Consider the given functions.

f (x) = - 5x^2 + 2x - 6

g (x) = - 5x^2 - 4x + 8

h (x) = 6x - 14

Select the expression that will produce h (x).

A. f (x) - g (x)

B. f (x) + f (x)

C. g (x) - f (x)

D. f (x) + g (x)

Only one answer.

neat

in h (x) we notice that there are no x^2 terms,

we also notice that in f (x), the coeffent of the x^2 term is - 5

in g (x), the coeffient of the x^2 term is also - 5

in order to eliminate the x^2 terms, we must subtract one from another (since - 5 - (-5) = 0), so the operation must be either f (x) - g (x) or g (x) - f (x)
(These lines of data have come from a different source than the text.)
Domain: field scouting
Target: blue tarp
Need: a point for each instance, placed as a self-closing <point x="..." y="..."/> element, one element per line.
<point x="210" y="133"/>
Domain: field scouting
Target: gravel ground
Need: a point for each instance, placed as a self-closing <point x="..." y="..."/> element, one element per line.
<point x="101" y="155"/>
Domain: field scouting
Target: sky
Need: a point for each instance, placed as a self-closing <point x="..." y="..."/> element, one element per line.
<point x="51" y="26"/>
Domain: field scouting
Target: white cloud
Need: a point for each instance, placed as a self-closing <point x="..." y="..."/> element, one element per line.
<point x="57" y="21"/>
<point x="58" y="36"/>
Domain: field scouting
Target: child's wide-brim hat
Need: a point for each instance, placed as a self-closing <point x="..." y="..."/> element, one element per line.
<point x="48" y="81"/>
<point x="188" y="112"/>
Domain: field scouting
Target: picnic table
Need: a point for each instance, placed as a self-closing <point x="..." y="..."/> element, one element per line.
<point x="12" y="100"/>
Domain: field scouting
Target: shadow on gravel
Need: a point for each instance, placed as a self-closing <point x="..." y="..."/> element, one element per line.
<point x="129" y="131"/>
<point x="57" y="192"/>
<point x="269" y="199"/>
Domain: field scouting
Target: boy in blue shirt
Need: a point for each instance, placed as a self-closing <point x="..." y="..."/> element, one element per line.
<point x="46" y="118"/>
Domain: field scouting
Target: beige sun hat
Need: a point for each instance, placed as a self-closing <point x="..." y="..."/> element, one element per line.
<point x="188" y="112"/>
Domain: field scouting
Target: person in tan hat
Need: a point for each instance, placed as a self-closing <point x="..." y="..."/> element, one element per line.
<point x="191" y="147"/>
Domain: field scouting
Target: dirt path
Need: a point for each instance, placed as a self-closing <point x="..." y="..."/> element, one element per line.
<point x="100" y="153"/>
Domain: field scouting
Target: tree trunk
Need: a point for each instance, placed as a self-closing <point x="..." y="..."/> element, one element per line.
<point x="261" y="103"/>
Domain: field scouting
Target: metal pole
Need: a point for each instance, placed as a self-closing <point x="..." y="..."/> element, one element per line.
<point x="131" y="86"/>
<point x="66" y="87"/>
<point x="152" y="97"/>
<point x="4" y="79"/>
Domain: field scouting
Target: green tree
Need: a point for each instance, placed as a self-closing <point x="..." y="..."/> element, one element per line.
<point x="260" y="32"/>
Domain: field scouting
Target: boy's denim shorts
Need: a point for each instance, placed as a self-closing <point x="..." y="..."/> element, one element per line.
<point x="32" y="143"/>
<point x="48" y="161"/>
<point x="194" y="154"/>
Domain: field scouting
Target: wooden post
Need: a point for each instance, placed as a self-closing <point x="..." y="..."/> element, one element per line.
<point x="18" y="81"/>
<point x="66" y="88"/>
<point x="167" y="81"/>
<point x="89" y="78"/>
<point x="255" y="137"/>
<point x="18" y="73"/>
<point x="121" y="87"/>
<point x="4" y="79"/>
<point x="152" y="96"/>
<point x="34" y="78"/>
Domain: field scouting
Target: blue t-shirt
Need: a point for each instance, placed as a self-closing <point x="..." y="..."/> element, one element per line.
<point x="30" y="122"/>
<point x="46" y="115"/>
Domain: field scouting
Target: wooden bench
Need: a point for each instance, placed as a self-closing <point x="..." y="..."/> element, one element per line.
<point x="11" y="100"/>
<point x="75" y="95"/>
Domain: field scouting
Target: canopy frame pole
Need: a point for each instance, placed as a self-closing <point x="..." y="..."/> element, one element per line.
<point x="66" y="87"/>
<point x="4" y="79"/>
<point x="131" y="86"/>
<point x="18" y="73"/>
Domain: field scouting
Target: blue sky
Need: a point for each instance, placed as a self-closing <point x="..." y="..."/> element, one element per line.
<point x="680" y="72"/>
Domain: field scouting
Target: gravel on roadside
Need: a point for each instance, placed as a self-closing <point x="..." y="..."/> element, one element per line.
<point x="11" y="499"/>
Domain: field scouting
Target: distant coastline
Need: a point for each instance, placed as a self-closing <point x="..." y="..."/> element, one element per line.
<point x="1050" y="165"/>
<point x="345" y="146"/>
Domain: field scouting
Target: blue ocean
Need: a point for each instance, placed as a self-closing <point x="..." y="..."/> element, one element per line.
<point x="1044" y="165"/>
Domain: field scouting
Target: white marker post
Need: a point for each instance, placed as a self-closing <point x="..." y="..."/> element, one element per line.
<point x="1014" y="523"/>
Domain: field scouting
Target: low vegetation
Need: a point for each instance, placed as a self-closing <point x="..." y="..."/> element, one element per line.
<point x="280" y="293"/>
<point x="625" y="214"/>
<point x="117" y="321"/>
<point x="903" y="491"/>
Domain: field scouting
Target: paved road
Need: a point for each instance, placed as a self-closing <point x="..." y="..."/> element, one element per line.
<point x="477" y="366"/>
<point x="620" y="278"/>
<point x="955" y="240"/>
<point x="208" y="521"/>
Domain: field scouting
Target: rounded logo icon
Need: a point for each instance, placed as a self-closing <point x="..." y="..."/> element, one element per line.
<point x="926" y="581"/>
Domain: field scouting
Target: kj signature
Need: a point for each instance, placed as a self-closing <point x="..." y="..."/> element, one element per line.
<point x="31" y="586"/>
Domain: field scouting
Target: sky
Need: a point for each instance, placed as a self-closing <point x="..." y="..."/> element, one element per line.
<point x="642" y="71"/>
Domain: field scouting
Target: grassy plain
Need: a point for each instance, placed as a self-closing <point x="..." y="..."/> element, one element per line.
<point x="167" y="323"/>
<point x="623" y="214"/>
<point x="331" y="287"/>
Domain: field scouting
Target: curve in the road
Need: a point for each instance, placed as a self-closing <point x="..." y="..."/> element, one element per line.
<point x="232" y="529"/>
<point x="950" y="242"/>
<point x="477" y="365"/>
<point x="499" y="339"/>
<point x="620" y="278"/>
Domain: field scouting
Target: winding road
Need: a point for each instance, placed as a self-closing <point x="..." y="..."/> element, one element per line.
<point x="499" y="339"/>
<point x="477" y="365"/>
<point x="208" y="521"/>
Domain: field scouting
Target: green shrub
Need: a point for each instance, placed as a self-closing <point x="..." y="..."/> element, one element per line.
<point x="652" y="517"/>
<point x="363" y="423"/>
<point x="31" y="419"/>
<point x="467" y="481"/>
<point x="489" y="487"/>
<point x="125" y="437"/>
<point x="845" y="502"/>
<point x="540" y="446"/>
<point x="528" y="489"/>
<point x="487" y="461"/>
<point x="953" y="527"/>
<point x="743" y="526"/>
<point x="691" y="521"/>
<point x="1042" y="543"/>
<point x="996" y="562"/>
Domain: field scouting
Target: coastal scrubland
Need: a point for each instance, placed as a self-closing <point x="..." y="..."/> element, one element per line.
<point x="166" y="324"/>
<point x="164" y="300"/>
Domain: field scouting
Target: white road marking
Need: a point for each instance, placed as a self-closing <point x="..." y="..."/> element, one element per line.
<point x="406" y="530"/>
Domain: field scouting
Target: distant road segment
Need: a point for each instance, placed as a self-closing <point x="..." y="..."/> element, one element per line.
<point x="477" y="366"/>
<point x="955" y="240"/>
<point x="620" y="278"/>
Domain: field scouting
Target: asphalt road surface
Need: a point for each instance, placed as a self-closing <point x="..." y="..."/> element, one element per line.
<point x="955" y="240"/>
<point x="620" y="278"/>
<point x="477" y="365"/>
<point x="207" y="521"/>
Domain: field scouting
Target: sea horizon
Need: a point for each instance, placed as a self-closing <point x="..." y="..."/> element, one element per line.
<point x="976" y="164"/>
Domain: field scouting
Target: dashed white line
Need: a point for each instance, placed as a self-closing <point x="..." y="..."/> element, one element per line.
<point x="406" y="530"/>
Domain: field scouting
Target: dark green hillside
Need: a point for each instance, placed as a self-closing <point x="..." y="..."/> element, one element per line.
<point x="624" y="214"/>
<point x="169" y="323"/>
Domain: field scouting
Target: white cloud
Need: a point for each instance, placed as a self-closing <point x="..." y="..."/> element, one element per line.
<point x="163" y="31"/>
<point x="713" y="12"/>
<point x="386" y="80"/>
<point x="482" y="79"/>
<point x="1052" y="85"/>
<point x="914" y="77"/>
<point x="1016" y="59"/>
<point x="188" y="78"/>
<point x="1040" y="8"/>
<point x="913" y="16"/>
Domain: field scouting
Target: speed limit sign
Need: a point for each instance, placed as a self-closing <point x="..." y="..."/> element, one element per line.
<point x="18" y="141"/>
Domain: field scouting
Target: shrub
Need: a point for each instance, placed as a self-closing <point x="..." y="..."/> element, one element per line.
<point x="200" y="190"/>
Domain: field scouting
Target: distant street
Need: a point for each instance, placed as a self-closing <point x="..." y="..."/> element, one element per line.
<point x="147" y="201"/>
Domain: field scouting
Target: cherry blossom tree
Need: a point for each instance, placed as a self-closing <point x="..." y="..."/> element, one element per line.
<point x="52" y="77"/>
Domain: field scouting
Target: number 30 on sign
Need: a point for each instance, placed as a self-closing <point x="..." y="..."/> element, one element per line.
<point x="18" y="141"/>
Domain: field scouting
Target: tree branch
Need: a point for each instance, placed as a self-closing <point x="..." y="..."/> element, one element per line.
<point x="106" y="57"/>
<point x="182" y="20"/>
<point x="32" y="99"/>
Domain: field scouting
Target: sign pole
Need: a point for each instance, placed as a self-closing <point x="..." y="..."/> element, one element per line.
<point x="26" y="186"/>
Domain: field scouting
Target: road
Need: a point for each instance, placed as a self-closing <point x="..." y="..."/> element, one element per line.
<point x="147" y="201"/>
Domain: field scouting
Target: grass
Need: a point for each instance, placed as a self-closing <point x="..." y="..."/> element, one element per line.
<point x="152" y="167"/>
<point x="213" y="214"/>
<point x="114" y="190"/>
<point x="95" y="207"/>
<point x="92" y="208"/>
we then can consider the constant term or the constant

if we look at the constant of h (x), we see that it is - 14

in f (x) the constant is - 6

in g (x) the constant is 8

we note that 14=-6-8, so g (x) must be multiplied by - 1 then added to f (x)

ie f (x) - g (x)

if we check the linear term

in f (x), the linear term is 2x

in g (x) the linear term is - 4x

if we do f (x) - g (x), the linear term will be 2x - (-4x) = 2x+4x=6x which checks

the operation is f (x) - g (x)

answer is A

Hello from MrBillDoesMath!

Answer: A

Discussion:

Note that h (x) does not contains an x^2 term where both f (x) and g (x) do. This means we need to subtract f (x) and g (x) to remove the x^2 term. The only choices are A and C but for C:

g (x) = - 5x^2 - 4x + 8

-f (x) = 5x^2 - 2x + 6

Adding these terms gives

(-5x^2 + 5x^2) - 4x - 2x + (8 + 6) =

0 - 6x + 14

which is NOT h (x). (It actually equals - h (x)).

The only candidate is choice A

Regards, MrB